© Sony Pictures Releasing France
Parce qu'il est un noble, Edward de Vere, 17e comte d'Oxford, passionné de théâtre, ne peut rendre ses propres écrits publics. Il décide un jour de convoquer Ben Jonson, un jeune auteur, dont il a pu voir certaines pièces. Convaincu que celui-ci n'a pas de talent, il lui demande d'endosser la paternité de ses propres œuvres, et le paiera pour qu'elles soient portées à la scène. Mais l’écrivain se sentant plutôt humilié par ce principe, c'est un des acteurs de la troupe, William Shakespeare, qui va s'approprier publiquement la paternité de la première œuvre, puis des autres...

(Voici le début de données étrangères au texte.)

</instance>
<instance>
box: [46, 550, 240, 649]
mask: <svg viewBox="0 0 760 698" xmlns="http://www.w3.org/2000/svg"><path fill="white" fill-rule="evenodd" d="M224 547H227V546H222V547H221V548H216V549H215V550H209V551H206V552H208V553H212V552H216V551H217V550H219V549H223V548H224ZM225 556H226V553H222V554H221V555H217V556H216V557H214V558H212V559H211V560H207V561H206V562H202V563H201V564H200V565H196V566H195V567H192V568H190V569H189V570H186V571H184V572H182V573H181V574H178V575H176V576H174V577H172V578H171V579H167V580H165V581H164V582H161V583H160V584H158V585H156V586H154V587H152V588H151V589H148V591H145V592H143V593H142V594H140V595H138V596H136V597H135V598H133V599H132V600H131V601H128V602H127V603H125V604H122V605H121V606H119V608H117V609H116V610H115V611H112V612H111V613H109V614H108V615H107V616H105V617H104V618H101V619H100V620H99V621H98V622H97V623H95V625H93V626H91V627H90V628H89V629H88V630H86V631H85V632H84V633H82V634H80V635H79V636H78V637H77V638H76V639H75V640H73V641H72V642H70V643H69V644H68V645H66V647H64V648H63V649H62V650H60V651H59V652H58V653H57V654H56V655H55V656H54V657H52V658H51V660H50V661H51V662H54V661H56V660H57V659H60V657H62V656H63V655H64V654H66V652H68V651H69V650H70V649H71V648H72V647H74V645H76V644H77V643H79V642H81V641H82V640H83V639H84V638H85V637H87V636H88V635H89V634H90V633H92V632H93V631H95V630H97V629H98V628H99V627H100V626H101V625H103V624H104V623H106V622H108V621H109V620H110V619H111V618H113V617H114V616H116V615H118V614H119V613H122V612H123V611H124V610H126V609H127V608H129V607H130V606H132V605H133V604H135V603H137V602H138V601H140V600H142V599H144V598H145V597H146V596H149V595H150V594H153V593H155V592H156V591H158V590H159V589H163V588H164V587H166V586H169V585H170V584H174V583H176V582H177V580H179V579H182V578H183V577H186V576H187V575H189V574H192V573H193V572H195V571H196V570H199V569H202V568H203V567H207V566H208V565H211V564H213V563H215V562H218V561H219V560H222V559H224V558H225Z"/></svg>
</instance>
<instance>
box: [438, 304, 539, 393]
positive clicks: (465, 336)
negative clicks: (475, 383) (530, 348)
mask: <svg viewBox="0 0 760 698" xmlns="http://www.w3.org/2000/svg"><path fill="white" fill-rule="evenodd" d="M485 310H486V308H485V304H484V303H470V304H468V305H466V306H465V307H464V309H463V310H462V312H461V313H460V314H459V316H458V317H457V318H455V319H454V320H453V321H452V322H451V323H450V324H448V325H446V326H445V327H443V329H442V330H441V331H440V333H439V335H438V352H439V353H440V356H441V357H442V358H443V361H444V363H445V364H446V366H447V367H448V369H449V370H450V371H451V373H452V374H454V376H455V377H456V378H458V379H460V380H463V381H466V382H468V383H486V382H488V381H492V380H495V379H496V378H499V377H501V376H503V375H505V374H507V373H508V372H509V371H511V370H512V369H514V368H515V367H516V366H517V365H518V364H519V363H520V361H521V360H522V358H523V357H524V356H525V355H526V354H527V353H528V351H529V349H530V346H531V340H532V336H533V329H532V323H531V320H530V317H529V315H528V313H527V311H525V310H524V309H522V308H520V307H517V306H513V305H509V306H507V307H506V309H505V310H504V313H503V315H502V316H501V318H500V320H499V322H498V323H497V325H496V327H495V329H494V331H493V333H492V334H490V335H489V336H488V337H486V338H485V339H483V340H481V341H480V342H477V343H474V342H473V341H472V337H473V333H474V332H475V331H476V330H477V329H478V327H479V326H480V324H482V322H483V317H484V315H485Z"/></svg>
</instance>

Et si Shakespeare n'avait pas écrit les textes qui lui sont depuis toujours attribués ? Le scénario de « Anonymous » développe cette idée, basée à la fois sur l'absence de manuscrits écrits de la main du génie lui-même, divers écrits et théories d'écrivains et chercheurs attribuant potentiellement la paternité des écrits du maître à un noble : Edward de Vere. Écrit en 1990, ce scénario avait été mis de côté suite au succès du fameux « Shakespeare in love ». Roland Emmerich, qu'on n’attendait pas vraiment dans ce registre, car plutôt spécialisé dans les films de science-fiction et les films catastrophes (« Independance day », « Godzilla », « Le jour d'après », « 2012 »), aura mis finalement plus de huit ans pour le transposer à l'écran, avec l'aide d'un casting des plus prestigieux.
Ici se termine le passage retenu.